Literature has a way of revealing the human side of the most tragic historical facts. An example for that is the Spanish poem of El Cantar del Mio Cid, in which Rodrigo Diaz De Vivar, famous for his battles against Arabs and Muslims, is protected by his Arab-Muslim friend Abdel Rahman. Some of the poem’s verses explicitly paint the human side of the conflict.
This human side can also be found in Zorba. Despite the tense relations between the Turks and Greeks, the book includes human situations that highlight the niches where conflicts cannot invade humanity. For instance, this can be found when Zorba tells Kazantzakis on the ship sailing to Crete: “I vanished to it [santuri] to Salonica and got hold of a Turk, Retsep Effendi, who taught everybody the santuri. I threw myself at his feet. What do you want, little infidel? He said. I want to learn the santuri. All right, but why throw yourself at my feet? Because I have no money to pay you! And you are really crazy about the santuri, are you? Yes. Well, you can stay my boy. I do not need paying. I stayed a year and studied with him. May God sanctify his remains! Since I learnt to play the santuri, I have been a different man.”

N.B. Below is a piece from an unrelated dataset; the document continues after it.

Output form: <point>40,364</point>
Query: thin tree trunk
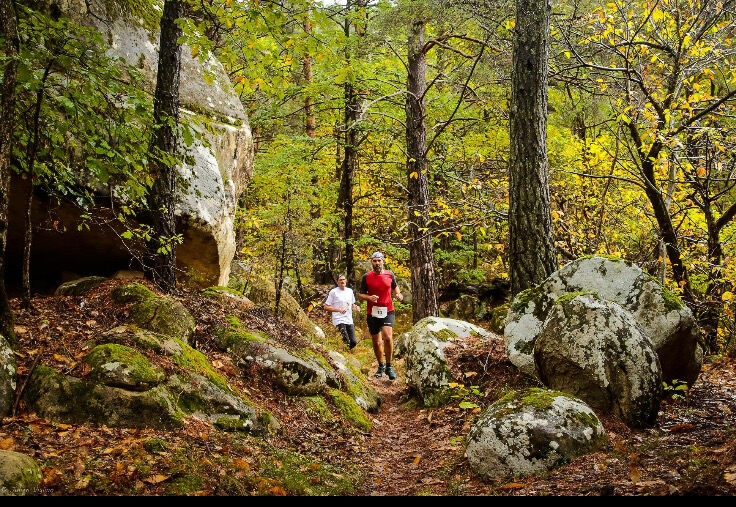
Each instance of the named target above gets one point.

The novel touches upon the tensions between the Greeks and Turks and between the Greeks and Macedonians. However, the three countries were extremely connected and culturally enriched one another, which is evident in Zorba’s flashbacks: “I am going to let you into a secret, boss, something a hodja (Turkish holy man) once told me in Salonica… At the time I was a pedlar in Macedonia. I went into villages to sell reels of thread, needles, the lives of the saints, benjamin, and pepper. I was also peddling in Salonica and even went to the Turkish districts. And, it appears, my voice had so charmed a rich Muslim woman, the daughter of a pasha, that she could not sleep. She called an old hodja and filled his hands with mejidies. Aman (Mercy) she said to him. I cannot hold out any longer! The hodja came to find me. Listen, young Roumi, he said to me.”
Food is a very important aspect for Mediterranean residents. In countless situations, the writer indirectly introduces us to traditional Greek food, and how important wine is for a delicious meal and enjoyable conversation in the Greek traditions. After a hard day or an unpleasant situation, Zorba and the writer change their moods with tasteful food, wine, and pleasant company. Food and drinks are also part of the more enjoyable moments, such as festivals and ceremonies.
Last but not least, the novel is a picturesque description of nature, people, situations, human interactions, and daily life aspects, through which the reader will happily get lost in Greece, its islands, and other parts of the world.
Wihout a doubt, Zorba the Greek, along with The Odyssey, and The Iliad, are among the pillars of the Greek literature.
Even prominent novelist Lawrence Durrell was captured by Zorba’s magic, saying: “A marvellous evocation of a landscape, and a sketch of a temperament as validly Greek as Odysseus himself. It is a captivating book.”